But no sooner had Ruth placed her cramped feet on the ground than Jerry broke loose, and with head down, went charging after her, as, letting out a scream, she dashed for the house as fast; as she could go. The gate, opening into the yard by the smokehouse, was too far away, so she changed her course and headed for the fence between the orchard and hen house, near the spot where Edith was standing. She had placed her right foot on the second board of the fence just ready to jump, when Jerry arrived just in time to take advantage of the opportunity presented. With one strong butt he hoisted her clear of the fence, landing her on all fours on the soft, plowed ground on the other side. She jumped up quickly, spitting out a mouthful of the soft earth she had scooped up. Bob and Edith were doubled up with laughter.

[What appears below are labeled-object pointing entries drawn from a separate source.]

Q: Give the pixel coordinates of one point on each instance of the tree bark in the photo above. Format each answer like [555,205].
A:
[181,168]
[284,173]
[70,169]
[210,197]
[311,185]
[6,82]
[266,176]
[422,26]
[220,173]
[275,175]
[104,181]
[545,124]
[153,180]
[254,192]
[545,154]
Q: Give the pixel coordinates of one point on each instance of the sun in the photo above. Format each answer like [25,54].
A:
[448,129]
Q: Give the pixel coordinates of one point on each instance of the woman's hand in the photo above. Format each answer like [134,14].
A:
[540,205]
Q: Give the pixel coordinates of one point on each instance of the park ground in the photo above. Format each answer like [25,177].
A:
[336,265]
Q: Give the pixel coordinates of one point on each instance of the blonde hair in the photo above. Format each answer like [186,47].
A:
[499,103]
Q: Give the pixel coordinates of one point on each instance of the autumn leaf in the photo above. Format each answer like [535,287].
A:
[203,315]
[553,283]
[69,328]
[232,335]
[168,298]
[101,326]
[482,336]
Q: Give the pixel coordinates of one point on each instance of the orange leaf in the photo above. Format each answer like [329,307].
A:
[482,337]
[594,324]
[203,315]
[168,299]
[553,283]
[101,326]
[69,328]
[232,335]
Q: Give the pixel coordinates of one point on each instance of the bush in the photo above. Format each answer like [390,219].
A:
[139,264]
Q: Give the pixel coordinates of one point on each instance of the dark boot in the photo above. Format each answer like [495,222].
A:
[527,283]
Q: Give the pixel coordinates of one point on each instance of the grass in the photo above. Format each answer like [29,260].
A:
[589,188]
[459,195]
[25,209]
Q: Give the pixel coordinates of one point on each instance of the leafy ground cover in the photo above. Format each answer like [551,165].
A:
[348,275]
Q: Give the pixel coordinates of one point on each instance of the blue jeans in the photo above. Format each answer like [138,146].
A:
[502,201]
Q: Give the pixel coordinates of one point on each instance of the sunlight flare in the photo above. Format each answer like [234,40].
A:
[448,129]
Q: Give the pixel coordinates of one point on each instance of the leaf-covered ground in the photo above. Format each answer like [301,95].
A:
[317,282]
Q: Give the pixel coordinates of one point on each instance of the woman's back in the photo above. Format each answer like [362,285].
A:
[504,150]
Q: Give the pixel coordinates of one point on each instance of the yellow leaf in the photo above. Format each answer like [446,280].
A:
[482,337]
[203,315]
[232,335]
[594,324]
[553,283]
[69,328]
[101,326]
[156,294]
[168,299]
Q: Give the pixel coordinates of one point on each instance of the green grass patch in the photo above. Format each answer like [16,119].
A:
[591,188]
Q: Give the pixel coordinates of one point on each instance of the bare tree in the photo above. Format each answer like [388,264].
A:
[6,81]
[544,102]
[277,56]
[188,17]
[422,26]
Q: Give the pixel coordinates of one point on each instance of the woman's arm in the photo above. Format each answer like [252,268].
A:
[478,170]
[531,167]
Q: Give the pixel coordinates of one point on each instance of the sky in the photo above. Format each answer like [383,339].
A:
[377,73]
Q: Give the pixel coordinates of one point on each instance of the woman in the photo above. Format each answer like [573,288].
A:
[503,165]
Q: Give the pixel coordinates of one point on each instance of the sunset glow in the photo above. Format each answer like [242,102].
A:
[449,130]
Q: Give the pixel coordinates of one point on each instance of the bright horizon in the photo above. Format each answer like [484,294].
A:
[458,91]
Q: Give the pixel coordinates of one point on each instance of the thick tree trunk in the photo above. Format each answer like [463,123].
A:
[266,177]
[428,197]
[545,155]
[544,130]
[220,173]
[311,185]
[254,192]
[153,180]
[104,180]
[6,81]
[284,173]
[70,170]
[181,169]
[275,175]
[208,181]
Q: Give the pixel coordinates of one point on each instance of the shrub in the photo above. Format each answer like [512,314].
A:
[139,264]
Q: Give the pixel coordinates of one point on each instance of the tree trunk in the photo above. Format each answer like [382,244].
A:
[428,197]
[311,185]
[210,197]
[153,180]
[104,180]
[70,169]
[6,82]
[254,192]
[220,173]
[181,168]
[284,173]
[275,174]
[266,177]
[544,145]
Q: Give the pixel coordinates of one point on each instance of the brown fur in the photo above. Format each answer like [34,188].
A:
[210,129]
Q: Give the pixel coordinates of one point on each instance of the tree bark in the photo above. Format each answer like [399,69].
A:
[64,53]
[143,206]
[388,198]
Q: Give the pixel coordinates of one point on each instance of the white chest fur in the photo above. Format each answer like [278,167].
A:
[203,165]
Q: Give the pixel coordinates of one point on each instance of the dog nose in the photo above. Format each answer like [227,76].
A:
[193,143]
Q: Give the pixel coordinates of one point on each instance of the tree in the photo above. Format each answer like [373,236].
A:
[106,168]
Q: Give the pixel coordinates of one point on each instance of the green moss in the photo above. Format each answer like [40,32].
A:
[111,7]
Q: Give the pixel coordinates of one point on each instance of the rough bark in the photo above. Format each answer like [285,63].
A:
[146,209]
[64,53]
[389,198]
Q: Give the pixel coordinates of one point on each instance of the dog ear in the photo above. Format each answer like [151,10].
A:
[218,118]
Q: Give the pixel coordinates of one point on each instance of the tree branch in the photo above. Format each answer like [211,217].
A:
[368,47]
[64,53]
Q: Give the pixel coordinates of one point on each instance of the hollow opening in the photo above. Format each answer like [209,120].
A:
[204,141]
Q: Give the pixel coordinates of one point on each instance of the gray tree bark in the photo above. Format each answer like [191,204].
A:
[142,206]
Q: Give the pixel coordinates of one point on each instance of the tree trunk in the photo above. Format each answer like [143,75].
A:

"Oh, you two probably think it's very funny," snapped Ruth, "sitting up in an apple tree for a half hour, with Jerry trying to knock your feet off every time you let them hang down, to say nothing of his butting me over the fence. Well, laugh if you want to, but it's not so funny if you're IT."

"Perhaps you'd better come into the house, Ruth, and get rested," suggested Edith, "or maybe you'd like to help Aunt Bettie plant the garden."

"You help her yourself, if you want to; I'm going to help Bob and Tony build the hen house," she declared suddenly. "I was coming over to help you, Bob, when Jerry treed me in the orchard, and if it hadn't been for him, I would have been there an hour ago."

"All right," laughed Bob; "I'll be glad to have you help me now, Ruth," and he helped brush the dirt from her clothes. Edith caught a merry twinkle in his eye, as they left her to go back to the concrete mixer.

"What can I do to help, Bob?" asked Ruth, when they arrived at the work.

"I think I'll let you be the engineer, Ruth, and run the mixer. That's an important job," he added, winking at Tony. He instructed her how to start and stop the engine, and which levers to use in filling and emptying the drum. She was still busy with the mixer when the dinner bell rang.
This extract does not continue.